Nepal: All Not Quiet On The Southern Front

By Sanjay Upadhya
May 29, 2006

A month after King Gyanendra bowed to mass protests and reinstated the House of Representatives (HoR), a constitutionally dead legislature has been exhibiting remarkable political life.
Considering that a government-opposition standoff prevented the winter session of parliament from holding a single session a couple of years ago, the current unanimity is encouraging. Those MPs who were more inclined to use their fists more than their fiery oratory inside the chamber today seem capable of keeping up civility. Perhaps King Gyanendra should be commended for his sustained shock therapy.
Palace-bashing is something the Seven Party Alliance (SPA) has spent little time on. This stands in sharp contrast to the aftermath of the 1990 political change. The reason could be less dignified than a shared commitment to look ahead. From the day he was enthroned, King Gyanendra has heard anything but criticism. The worst the SPA or the Maoist rebels can say now would merely be a tedious reiteration of familiar calumnies.
Furthermore, the SPA and the Maoists have largely desisted from exulting in an air of finality. Deep inside, each is not fully confident of the other’s motive. Publicly, though, each remains confident of molding the other in its spirit, if not in shape.
For all their posturing, the SPA and the Maoists recognize that the royal regime’s failure was not rooted in the palace’s lack of procedural content. The palace’s failure to articulate its convictions will remain a PR model any government would studiously avoid emulating. Clearly, the royal regime’s refusal to acknowledge any association with the Panchayat system was its principal flaw. The return of pre-1990 faces could still have been justified on account of their loyalty to the palace. If Narayanhity Palace was really embarrassed by that other P word, then the last thing it should have done was to revive the zonal administrators.
Contradictions abound under the SPA government, too. Since political expediency will continue taking precedence over constitutionalism in the near term, the HoR Proclamation will remain the locus. By obliterating the government’s royal prefix, taking from the king command of the army and the ability to name his own successor, eliminating royal perks and veto powers and imposing taxes on the king’s income and property, the SPA has succeeded in appeasing the streets in the run-up to the constituent assembly elections.
Predictably, the apparent open-ended tenure of the HoR has rankled the rebels. Despite their opposition, the Maoists will find engagement with the SPA their best route to reshaping the state.

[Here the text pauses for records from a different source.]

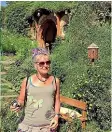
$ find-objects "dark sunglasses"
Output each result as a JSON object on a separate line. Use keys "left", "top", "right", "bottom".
{"left": 36, "top": 60, "right": 51, "bottom": 67}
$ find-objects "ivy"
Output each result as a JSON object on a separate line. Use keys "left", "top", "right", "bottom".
{"left": 4, "top": 1, "right": 77, "bottom": 35}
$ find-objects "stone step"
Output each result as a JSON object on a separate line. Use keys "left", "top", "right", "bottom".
{"left": 0, "top": 95, "right": 17, "bottom": 98}
{"left": 0, "top": 72, "right": 7, "bottom": 75}
{"left": 3, "top": 66, "right": 10, "bottom": 70}
{"left": 0, "top": 60, "right": 15, "bottom": 65}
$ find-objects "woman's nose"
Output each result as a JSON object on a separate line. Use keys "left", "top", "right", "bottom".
{"left": 42, "top": 63, "right": 47, "bottom": 67}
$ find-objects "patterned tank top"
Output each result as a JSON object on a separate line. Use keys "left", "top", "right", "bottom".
{"left": 22, "top": 76, "right": 56, "bottom": 127}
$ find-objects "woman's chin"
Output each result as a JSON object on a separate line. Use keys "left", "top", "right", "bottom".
{"left": 41, "top": 70, "right": 49, "bottom": 75}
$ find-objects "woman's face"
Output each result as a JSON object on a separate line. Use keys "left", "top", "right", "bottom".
{"left": 34, "top": 55, "right": 51, "bottom": 75}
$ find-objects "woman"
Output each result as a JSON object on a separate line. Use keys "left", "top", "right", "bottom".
{"left": 10, "top": 48, "right": 60, "bottom": 132}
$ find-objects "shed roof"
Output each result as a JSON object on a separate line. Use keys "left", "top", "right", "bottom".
{"left": 6, "top": 1, "right": 77, "bottom": 18}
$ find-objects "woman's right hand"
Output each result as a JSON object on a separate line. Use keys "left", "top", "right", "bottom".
{"left": 10, "top": 105, "right": 21, "bottom": 112}
{"left": 10, "top": 100, "right": 22, "bottom": 112}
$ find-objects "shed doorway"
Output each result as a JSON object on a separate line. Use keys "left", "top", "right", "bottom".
{"left": 41, "top": 20, "right": 57, "bottom": 52}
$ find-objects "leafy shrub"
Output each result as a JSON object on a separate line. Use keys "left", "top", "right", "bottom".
{"left": 58, "top": 118, "right": 81, "bottom": 132}
{"left": 83, "top": 121, "right": 104, "bottom": 132}
{"left": 1, "top": 63, "right": 5, "bottom": 72}
{"left": 0, "top": 6, "right": 6, "bottom": 28}
{"left": 4, "top": 1, "right": 76, "bottom": 35}
{"left": 1, "top": 98, "right": 18, "bottom": 132}
{"left": 51, "top": 3, "right": 110, "bottom": 131}
{"left": 6, "top": 56, "right": 36, "bottom": 92}
{"left": 87, "top": 2, "right": 111, "bottom": 24}
{"left": 5, "top": 2, "right": 30, "bottom": 35}
{"left": 73, "top": 66, "right": 111, "bottom": 130}
{"left": 1, "top": 30, "right": 37, "bottom": 58}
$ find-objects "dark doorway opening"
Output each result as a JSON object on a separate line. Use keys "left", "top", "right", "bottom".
{"left": 41, "top": 20, "right": 57, "bottom": 51}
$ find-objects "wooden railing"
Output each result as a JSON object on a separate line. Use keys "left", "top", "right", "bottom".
{"left": 60, "top": 95, "right": 87, "bottom": 129}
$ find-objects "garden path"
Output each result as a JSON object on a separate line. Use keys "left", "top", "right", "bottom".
{"left": 1, "top": 56, "right": 17, "bottom": 97}
{"left": 1, "top": 56, "right": 15, "bottom": 75}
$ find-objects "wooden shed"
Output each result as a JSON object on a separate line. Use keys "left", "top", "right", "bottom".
{"left": 27, "top": 8, "right": 70, "bottom": 51}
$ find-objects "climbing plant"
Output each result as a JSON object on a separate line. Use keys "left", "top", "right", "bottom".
{"left": 51, "top": 3, "right": 111, "bottom": 131}
{"left": 4, "top": 1, "right": 77, "bottom": 35}
{"left": 4, "top": 1, "right": 111, "bottom": 36}
{"left": 5, "top": 2, "right": 30, "bottom": 35}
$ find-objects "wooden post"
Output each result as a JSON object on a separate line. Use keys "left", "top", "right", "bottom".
{"left": 56, "top": 14, "right": 60, "bottom": 36}
{"left": 91, "top": 58, "right": 94, "bottom": 66}
{"left": 60, "top": 95, "right": 87, "bottom": 129}
{"left": 82, "top": 110, "right": 87, "bottom": 129}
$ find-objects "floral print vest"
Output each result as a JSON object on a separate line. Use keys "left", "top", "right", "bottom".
{"left": 22, "top": 76, "right": 56, "bottom": 127}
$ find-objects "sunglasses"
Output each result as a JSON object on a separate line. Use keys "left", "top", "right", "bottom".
{"left": 35, "top": 60, "right": 51, "bottom": 67}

As long as his foot soldiers use their R&R to raise funds, Maoist chairman Prachanda can afford to lash out at the SPA’s superciliousness and also claim a stake in government. (According to one newspaper report, he appears to have lowered his sights to the deputy premier’s post.)
On the external front, India has emerged as the principal stakeholder, a status reinforced during Indian Foreign Secretary Shyam Saran’s recent visit to Washington. The State Department spokesman emphasized that Washington and New Delhi were virtually of one mind on Nepal. The National Security Strategy released by the White House earlier this year, after all, lists Nepal as a challenge requiring a regional approach, just like the Israeli-Palestinian issues and the conflicts in the Great Lakes region of Africa.

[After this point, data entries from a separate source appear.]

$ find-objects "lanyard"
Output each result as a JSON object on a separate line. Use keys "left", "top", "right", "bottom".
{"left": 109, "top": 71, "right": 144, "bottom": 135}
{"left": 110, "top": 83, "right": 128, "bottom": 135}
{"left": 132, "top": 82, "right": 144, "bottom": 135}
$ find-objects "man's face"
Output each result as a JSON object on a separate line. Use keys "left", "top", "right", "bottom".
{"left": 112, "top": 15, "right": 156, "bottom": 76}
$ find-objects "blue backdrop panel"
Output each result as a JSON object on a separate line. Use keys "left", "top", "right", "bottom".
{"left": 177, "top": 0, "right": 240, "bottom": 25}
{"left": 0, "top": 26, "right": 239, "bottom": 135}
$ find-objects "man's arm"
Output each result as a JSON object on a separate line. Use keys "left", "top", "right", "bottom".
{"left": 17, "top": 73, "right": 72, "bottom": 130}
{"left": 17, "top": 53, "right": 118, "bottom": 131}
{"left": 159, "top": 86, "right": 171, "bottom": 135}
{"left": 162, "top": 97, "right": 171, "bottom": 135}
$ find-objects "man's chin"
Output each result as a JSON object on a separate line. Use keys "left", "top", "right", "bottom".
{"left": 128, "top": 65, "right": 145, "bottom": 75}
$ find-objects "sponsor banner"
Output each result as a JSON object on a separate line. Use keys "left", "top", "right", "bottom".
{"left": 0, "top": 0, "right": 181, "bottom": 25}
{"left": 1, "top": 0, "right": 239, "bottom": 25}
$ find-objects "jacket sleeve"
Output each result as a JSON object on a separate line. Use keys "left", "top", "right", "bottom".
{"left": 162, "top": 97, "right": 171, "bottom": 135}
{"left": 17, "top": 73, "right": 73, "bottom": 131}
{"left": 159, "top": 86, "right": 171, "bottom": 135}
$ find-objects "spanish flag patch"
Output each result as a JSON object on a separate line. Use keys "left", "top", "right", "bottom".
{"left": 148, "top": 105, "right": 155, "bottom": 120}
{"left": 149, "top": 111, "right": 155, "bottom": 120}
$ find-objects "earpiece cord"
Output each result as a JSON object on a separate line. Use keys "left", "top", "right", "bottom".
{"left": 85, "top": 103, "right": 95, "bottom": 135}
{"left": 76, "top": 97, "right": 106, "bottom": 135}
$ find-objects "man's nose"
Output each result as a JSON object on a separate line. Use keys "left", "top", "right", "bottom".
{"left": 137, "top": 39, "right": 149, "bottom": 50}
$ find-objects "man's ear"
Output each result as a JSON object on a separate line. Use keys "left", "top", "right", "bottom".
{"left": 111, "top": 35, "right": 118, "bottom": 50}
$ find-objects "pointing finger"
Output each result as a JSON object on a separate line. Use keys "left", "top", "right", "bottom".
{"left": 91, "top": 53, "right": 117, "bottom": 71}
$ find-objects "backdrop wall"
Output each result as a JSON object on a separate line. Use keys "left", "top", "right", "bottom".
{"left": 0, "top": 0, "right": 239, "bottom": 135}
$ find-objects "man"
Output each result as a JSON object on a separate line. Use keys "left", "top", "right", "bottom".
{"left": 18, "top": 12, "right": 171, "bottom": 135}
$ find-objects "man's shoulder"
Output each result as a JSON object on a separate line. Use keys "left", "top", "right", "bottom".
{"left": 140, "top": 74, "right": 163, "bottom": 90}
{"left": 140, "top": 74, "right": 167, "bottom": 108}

Since China is unlikely to reverse its full faith in quiet diplomacy, India will determine and drive the public manifestation of regionalism.
What is disturbing, however, is India’s own quandary. The anti-government sections of the political class and the media have been savaging Prime Minister Manmohan Singh’s virtual subcontracting of his government’s Nepal policy to the Communist Party of India (Marxist). The establishment of a secular Nepal has worried not only the Hindu nationalist Bharatiya Janata Party but also Congress leader Karan Singh, the foreign minister in waiting who New Delhi dispatched to Kathmandu when the royal regime was in its dying days.
For many Indians, it seems the world’s only Hindu republic had contemporary relevance. When you hear some newly empowered Nepalese complaining of India’s complicity in pro-Hindu-state demonstrations, you cannot avoid an eerie foreboding – one that transcends whether Nepal remains a ceremonial monarchy or becomes a republic.